As an extreme example, compare the representation of the way to compute the value of bats shown in Figure 4.6 to one in LISP shown in Figure 4.8. Although the LISP one will work gives a particular way of storing attributes and values in a list, it does not lend itself to being reasoned about in the same straightforward way as the representation of Figure 4.6 does. The LISP representation is slightly more powerful since it makes explicit use of the name of the node whose value for handed is to be found. But if this matters, the simpler representation can be augmented to do this as well.
Because of this difficulty in reasoning with LISP, attempts have been made to find other ways of representing procedural knowledge so that it can relatively easily be manipulated both by other programs and by people.
The most commonly used technique for representing procedural knowledge in AI programs is the use of production rules. Figure 4.9 shows an example of a production rule that represents a piece of operational knowledge typically possessed by a baseball player.
Production rules, particularly ones that are augmented with information on how they are to be used, are more procedural than are the other representation methods discussed in this chapter. But making a clean distinction between declarative and procedural knowledge is difficult. Although at an intuitive level such a distinction makes some sense, at a formal level it disappears, as discussed in Section 6.1. In fact, as you can see, the structure of the declarative knowledge of Figure 4.7 is not substantially different from that of the operational knowledge of Figure 4.9. The important difference is in how the knowledge is used by the procedures that manipulate it.
Before embarking on a discussion of specific mechanisms that have been used to represent various kinds of real-world knowledge, we need briefly to discuss several issues that cut across all of them:
We will talk about each of these questions briefly in the next five sections.
There are two attributes that are of very general significance, and we have already seen their use: instance and isa. These attributes are important because they support property inheritance. They are called a variety of things in AI systems, but the names do not matter. What does matter is that they represent class membership and class inelusion and that class inclusion is transitive. In slot-and-filler systems, such as those described in Chapters 9 and 10, these attributes are usually represented explicitly in a way much like that shown in Figures 4.5 and 4.6. In logic-based systems, these relationships may be represented this way or they may be represented implicitly by a set of predicates describing particular classes. See Section 5.2 for some examples of this.
The aitributes that we use to describe objects are themselves entities that we reresent. What properties do they have independent of the specific knowledge they encode? There are four such properties that deserve mention here:
Entities in the world are related to each other in many different ways. But as soon as we decide to describe those relationships as attributes, we commit to a perspective in which we focus on one object and look for binary relationships between it and others. Attributes are those relationships. So, for example, in Figure 4.5, we used the attributes instance, isa, and team. Each of these was shown in the figure with a directed arrow, originating at the object that was being described and terminating at the object representing the value of the specified attribute. But we could equally well have focused on the object representing the value.

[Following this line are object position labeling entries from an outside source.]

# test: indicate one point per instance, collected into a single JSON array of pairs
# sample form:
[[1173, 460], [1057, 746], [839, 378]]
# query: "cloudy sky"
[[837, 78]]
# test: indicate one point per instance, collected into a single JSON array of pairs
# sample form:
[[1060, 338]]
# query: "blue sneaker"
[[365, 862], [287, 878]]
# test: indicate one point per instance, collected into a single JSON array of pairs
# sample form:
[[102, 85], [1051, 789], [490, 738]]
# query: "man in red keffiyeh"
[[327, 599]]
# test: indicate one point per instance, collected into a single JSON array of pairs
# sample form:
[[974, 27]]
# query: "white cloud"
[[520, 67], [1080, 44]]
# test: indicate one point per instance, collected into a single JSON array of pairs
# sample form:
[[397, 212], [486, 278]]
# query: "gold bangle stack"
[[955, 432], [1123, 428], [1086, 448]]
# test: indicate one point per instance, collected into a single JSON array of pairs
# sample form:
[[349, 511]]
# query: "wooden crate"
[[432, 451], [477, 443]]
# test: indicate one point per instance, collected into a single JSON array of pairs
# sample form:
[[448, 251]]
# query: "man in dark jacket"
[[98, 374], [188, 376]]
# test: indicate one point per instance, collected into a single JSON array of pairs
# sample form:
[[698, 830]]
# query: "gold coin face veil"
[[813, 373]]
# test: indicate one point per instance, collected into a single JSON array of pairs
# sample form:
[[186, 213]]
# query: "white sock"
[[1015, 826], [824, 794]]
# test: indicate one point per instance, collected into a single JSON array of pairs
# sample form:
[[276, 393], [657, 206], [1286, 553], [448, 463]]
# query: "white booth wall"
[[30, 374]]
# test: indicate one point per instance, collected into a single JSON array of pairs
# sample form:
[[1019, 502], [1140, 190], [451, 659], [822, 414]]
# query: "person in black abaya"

If we do that, then there is still a relationship between the two entities, although it is a different one since the original relationship was not symmetric (although some relationships, such as sibling, are). In many cases, it is important to represent this other view of relationships. There are two good ways to do this.
The first is to represent both relationships in a single representation that ignores focus. Logical representations are usually interpreted as doing this. For example, the assertion:
team(Pee-Wee-Reese,Brooklyn-Dodgers)
can equally easily be interpreted as a statement about Pee Wee Reese or about the Brooklyn Dodgers. How it is actually used depends on the other assertions that a system contains.
The second approach is to use attributes that focus on a single entity but to use them in pairs, one the inverse of the other. In this approach, we would represent the team information with two attributes:
Just as there are classes of objects and specialized subsets of those classes, there are attributes and specializations of attributes. Consider for example, the attribute height. It is actually a specialization of the more general attribute physical-size which is, in tum, a specialization of physical-attribute. These generalization-specialization relationships are important for attributes for the same reason that they are important for other concepts-they support inheritance. In the case of attributes, they support inheriting information about such things as constraints on the values that the attribute can have and mechanisms for computing those values.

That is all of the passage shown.